Curiosidades e acervos artísticos e arquitetônicos da história do Brasil, alguns pouco conhecidos, podem ser conferidos em cinco destinos localizados em Goiás, São Paulo, Minas Gerais, Rio Grande do Sul e Pernambuco. Nesta post estão listadas características da Chapada dos Veadeiros, na Vila de São Jorge, distrito de Alto Paraíso de Goiás — atualmente rota de ecoturismo, mas que já foi ponto importante de mineração de cristais; as peculiaridades de Embu das Artes, em Itapecerica da Serra (SP) — uma cidade com vocação para acolher artistas; o Centro de Arte Contemporânea Inhotim, no município de Brumadinho (MG) — tido como o maior centro de arte ao ar livre da América Latina, com direito a jardim botânico, lagos ornamentais, galerias e listado como um dos 25 melhores museus do mundo; Sete Povos das Missões, hoje municípios da Região da Fronteira do Rio Grande do Sul — formados pelas últimas missões jesuítas e que reúnem ruínas e marcas arquitetônicas de séculos passados que remontam à colonização do país; e o Centro Histórico de Olinda (PE), no qual mais de um terço da cidade é tombada como patrimônio histórico.

Chapada dos Veadeiros — Vila de São Jorge, Alto Paraíso de Goiás

Chapada dos Veadeiros

Com o fim do apogeu econômico vivenciado pela atividade garimpeira em busca do cristal de quartzo, no início do século 20, os moradores da região passaram a explorar os atrativos naturais do local por meio do ecoturismo. Devido à abundância desse mineral, o principal garimpo foi o de São Jorge, a Oeste da Chapada dos Veadeiros, que viria a se tornar a Vila de São Jorge, distrito de Alto Paraíso de Goiás. Os antigos garimpeiros e suas famílias constituem a maioria da população (formada por cerca de 500 habitantes). Em feriados e temporadas é intensa a vida noturna na vila, que remete às pequenas vilas praianas. A Chapada dos Veadeiros é considerada um dos mais belos santuários conhecidos. Possui o mais antigo patrimônio geológico do continente. Segundo pesquisa da Nasa, é o ponto de maior luminosidade visto da órbita da Terra, em decorrência da grande quantidade de quartzo, dentre outros minerais. Somam-se a isso as paisagens do Cerrado, propícias a trilhas e caminhadas. Na vila o visitante encontra com facilidade pousadas e guias turísticos.

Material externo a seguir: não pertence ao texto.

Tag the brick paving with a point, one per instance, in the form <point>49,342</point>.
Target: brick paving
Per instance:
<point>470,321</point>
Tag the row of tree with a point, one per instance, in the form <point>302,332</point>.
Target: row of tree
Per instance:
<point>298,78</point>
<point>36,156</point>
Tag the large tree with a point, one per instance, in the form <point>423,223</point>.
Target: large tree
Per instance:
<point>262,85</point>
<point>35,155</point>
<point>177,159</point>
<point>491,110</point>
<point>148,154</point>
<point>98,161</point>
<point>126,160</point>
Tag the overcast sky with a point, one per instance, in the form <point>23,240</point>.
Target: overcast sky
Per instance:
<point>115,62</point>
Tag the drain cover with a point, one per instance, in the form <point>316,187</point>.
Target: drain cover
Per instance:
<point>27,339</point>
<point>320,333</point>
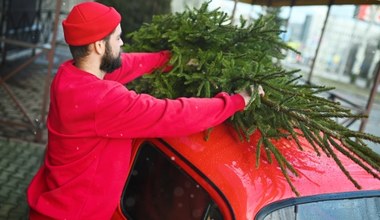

Embu das Artes — Itapecerica da Serra, São Paulo

embu das artes

Localizado na microrregião de Itapecerica da Serra, Região Metropolitana de São Paulo, o município de Embu das Artes é, oficialmente, uma estância turística — o que lhe garante verba estadual específica para o setor. A localidade, habitada por índios até o século 16, curiosamente é conhecida hoje como uma cidade com vocação para acolher artistas. Essa peculiaridade começou a se projetar em 1937 com a premiação conquistada pelo santeiro de Embu Cássio M’Boy, que ficou em primeiro lugar no Grande Prêmio na Exposição Internacional de Artes Técnicas em Paris. Antes M’boy foi professor de diversos artistas que iam ao município. Sua casa recebia sempre expoentes do Movimento Modernista de 1922 e das Artes, como Tarsila do Amaral, Anita Malfatti e Oswaldo de Andrade. A cidade pôde agregar “das Artes” ao seu nome oficialmente somente após 2011, a partir de plebiscito encabeçado em 2009 pelo então prefeito Chico Brito. De seu patrimônio histórico-cultural destacam-se a Capela de São Lázaro (esculpida em madeira pelo artista Cássio M’Boy em 1920), o Museu de Arte Sacra (arquitetura com características em estilo barroco paulista e acervo rico em imagens de anjos, santos e personagens bíblicos — feitos entre os séculos 17 e 19), o Conjunto Nossa Senhora do Rosário (formado pela igreja e pela antiga residência dos padres, erguidos na mesma edificação por volta de 1700), o Centro Histórico (muitas galerias de arte, móveis rústicos, lojas de artesanato local, gastronomia típica e internacional) e o Centro Cultural Mestre Assis do Embu (acesso grátis à arte, cultura e conhecimento, instalado no prédio da prefeitura).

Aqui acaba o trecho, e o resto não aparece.